Sombre, la bouche contractée, les yeux fixés dans la nuit vers le point où le comte avait disparu, la reine reprit :

"Tu vois donc que tu peux te rassurer, mon bon René ; ton affection paternelle ne sera soumise à aucune épreuve.

—Si, madame ! répondit sourdement l’astrologue ; je sais que mon fils va mourir et que rien au monde ne peut le sauver."

Catherine, étonnée, jeta un furtif regard sur l’astrologue.

"Expliquez-moi cela ! " fit-elle en s’asseyant dans un fauteuil.

Ruggieri se redressa. Son visage ne manquait ni de beauté, ni même d’une certaine majesté naturelle. Ruggieri était loin d’être un charlatan.
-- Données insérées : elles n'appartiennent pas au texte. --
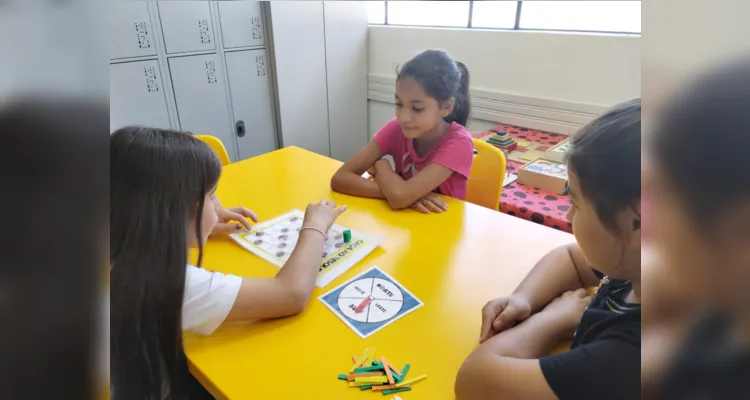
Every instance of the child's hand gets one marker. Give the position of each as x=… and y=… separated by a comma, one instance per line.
x=566, y=311
x=321, y=215
x=502, y=314
x=430, y=203
x=237, y=214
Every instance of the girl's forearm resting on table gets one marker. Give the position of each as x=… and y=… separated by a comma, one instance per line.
x=289, y=291
x=507, y=366
x=561, y=270
x=401, y=193
x=348, y=182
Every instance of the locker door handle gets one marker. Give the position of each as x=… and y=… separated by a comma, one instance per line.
x=240, y=126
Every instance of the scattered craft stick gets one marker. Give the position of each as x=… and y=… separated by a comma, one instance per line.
x=360, y=358
x=387, y=370
x=403, y=373
x=367, y=369
x=351, y=377
x=383, y=387
x=403, y=389
x=412, y=380
x=371, y=379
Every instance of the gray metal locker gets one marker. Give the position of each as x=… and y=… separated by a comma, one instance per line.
x=198, y=84
x=187, y=26
x=136, y=95
x=251, y=101
x=130, y=30
x=241, y=23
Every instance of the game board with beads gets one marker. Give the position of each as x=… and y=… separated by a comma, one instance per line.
x=274, y=241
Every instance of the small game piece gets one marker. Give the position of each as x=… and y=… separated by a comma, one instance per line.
x=390, y=301
x=403, y=389
x=412, y=380
x=502, y=140
x=387, y=371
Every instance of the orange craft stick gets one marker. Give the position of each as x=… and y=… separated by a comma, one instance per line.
x=386, y=367
x=351, y=377
x=383, y=387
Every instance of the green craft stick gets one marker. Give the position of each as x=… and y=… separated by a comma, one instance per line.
x=367, y=369
x=403, y=389
x=403, y=374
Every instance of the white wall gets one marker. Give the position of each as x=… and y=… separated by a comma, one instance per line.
x=683, y=37
x=544, y=80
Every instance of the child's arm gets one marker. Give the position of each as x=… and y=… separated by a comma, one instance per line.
x=289, y=291
x=402, y=194
x=564, y=268
x=348, y=179
x=507, y=365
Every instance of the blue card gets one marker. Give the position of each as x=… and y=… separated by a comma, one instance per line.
x=370, y=301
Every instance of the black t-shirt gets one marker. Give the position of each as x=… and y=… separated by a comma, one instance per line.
x=604, y=361
x=708, y=366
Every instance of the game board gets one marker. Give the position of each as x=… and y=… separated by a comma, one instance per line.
x=370, y=301
x=274, y=241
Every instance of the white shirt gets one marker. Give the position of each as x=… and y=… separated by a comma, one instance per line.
x=209, y=296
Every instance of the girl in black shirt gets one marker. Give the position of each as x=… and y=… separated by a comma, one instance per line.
x=552, y=303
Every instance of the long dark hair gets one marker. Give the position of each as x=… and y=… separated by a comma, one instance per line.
x=441, y=78
x=158, y=183
x=606, y=157
x=715, y=109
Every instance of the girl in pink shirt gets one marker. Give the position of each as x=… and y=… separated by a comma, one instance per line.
x=431, y=149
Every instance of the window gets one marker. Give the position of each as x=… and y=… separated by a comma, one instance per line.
x=585, y=16
x=607, y=16
x=429, y=13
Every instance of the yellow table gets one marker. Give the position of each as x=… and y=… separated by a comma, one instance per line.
x=454, y=262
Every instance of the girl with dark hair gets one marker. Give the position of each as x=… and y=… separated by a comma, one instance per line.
x=699, y=345
x=552, y=303
x=162, y=202
x=432, y=150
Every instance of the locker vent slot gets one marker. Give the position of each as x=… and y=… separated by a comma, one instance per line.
x=257, y=35
x=152, y=84
x=141, y=32
x=260, y=65
x=203, y=28
x=211, y=72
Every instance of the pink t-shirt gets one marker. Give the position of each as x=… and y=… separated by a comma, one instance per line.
x=455, y=151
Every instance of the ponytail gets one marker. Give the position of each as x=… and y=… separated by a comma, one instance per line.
x=441, y=78
x=462, y=107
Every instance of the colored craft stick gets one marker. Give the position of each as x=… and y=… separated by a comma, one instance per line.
x=351, y=377
x=383, y=387
x=371, y=379
x=403, y=373
x=370, y=357
x=367, y=369
x=403, y=389
x=387, y=370
x=360, y=358
x=412, y=380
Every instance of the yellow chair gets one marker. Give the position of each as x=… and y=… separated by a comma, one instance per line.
x=486, y=176
x=215, y=144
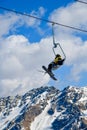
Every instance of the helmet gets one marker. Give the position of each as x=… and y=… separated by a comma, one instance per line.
x=58, y=55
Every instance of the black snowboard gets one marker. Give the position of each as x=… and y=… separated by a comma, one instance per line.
x=50, y=74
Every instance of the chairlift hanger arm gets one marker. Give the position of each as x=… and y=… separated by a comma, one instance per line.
x=56, y=44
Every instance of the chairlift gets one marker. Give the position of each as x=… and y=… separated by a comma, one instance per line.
x=56, y=45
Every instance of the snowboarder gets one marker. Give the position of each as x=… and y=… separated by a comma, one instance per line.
x=58, y=61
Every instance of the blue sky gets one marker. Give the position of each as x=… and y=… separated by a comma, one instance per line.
x=26, y=44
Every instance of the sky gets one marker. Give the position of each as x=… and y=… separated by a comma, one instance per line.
x=26, y=44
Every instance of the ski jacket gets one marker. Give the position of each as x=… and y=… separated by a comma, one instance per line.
x=57, y=59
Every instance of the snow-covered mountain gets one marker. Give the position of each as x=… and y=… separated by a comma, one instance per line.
x=45, y=108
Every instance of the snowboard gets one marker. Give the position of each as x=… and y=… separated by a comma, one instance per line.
x=50, y=74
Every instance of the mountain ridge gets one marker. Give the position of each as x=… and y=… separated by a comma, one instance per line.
x=45, y=108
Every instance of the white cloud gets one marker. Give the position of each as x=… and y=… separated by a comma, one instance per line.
x=74, y=15
x=75, y=48
x=20, y=60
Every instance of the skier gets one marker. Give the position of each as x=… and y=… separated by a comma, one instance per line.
x=58, y=61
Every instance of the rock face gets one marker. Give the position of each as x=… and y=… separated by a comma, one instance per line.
x=45, y=108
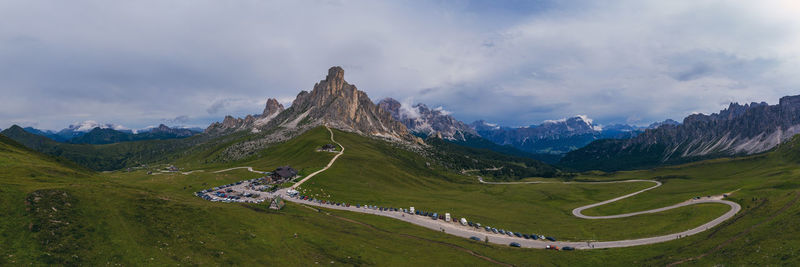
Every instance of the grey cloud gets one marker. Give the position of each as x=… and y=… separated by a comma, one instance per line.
x=516, y=62
x=217, y=106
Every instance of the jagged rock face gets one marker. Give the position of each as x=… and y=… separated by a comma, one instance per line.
x=249, y=122
x=737, y=130
x=272, y=108
x=341, y=105
x=426, y=121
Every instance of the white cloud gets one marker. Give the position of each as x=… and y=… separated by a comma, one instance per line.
x=138, y=62
x=442, y=110
x=407, y=109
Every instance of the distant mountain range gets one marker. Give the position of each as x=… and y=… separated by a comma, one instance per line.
x=332, y=102
x=91, y=132
x=424, y=121
x=554, y=136
x=738, y=130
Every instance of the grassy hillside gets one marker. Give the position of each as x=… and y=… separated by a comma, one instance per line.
x=139, y=219
x=103, y=157
x=374, y=172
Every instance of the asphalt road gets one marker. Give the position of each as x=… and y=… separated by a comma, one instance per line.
x=457, y=229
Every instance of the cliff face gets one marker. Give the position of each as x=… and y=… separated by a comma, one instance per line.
x=249, y=122
x=738, y=130
x=338, y=104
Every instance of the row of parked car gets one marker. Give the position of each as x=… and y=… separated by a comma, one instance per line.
x=222, y=193
x=321, y=201
x=435, y=216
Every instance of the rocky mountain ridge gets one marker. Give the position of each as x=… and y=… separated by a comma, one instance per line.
x=332, y=102
x=737, y=130
x=553, y=136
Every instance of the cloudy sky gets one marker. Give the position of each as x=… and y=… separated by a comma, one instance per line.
x=140, y=63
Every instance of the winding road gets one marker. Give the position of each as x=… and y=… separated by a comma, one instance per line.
x=467, y=232
x=326, y=167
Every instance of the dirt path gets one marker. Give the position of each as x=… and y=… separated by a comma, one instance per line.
x=467, y=232
x=326, y=167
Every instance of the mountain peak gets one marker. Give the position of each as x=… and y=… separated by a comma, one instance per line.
x=338, y=104
x=272, y=108
x=335, y=74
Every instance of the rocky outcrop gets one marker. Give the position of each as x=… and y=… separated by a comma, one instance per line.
x=272, y=108
x=338, y=104
x=249, y=122
x=738, y=130
x=422, y=120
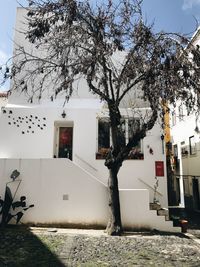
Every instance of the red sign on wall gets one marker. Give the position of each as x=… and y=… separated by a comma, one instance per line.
x=159, y=168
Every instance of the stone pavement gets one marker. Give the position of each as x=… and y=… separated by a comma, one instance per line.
x=68, y=247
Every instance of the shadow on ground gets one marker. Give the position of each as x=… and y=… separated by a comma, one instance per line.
x=20, y=247
x=193, y=217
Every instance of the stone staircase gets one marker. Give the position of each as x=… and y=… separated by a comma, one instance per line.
x=162, y=212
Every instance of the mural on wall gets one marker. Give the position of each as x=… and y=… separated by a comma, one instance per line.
x=9, y=207
x=29, y=123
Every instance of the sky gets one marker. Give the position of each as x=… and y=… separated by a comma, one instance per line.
x=168, y=15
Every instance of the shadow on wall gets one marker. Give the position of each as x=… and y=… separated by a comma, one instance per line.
x=20, y=247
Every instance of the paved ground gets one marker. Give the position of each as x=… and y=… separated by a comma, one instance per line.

Nature complexe, faible au point d’accepter sans révolte les plus effroyables besognes, implacable dans l’exécution des crimes que seul il n’eût jamais osé concevoir, pitoyable quand il était livré à lui-même, terrible quand il redevenait l’instrument de la reine, il eût sans doute passé sa vie en étudiant, et fût devenu un paisible savant s’il ne s’était trouvé sur le chemin de Catherine.

L’art de la divination par les astres n’était pour Ruggieri qu’un art intermédiaire : il cherchait plus haut et plus loin. Connaître l’avenir, se disait-il, c’est le diriger ! Quelle redoutable puissance armera l’homme qui parviendra à savoir aujourd’hui ce que demain doit être ! Et que deviendra cette puissance si cet homme peut faire de l’or à sa guise ?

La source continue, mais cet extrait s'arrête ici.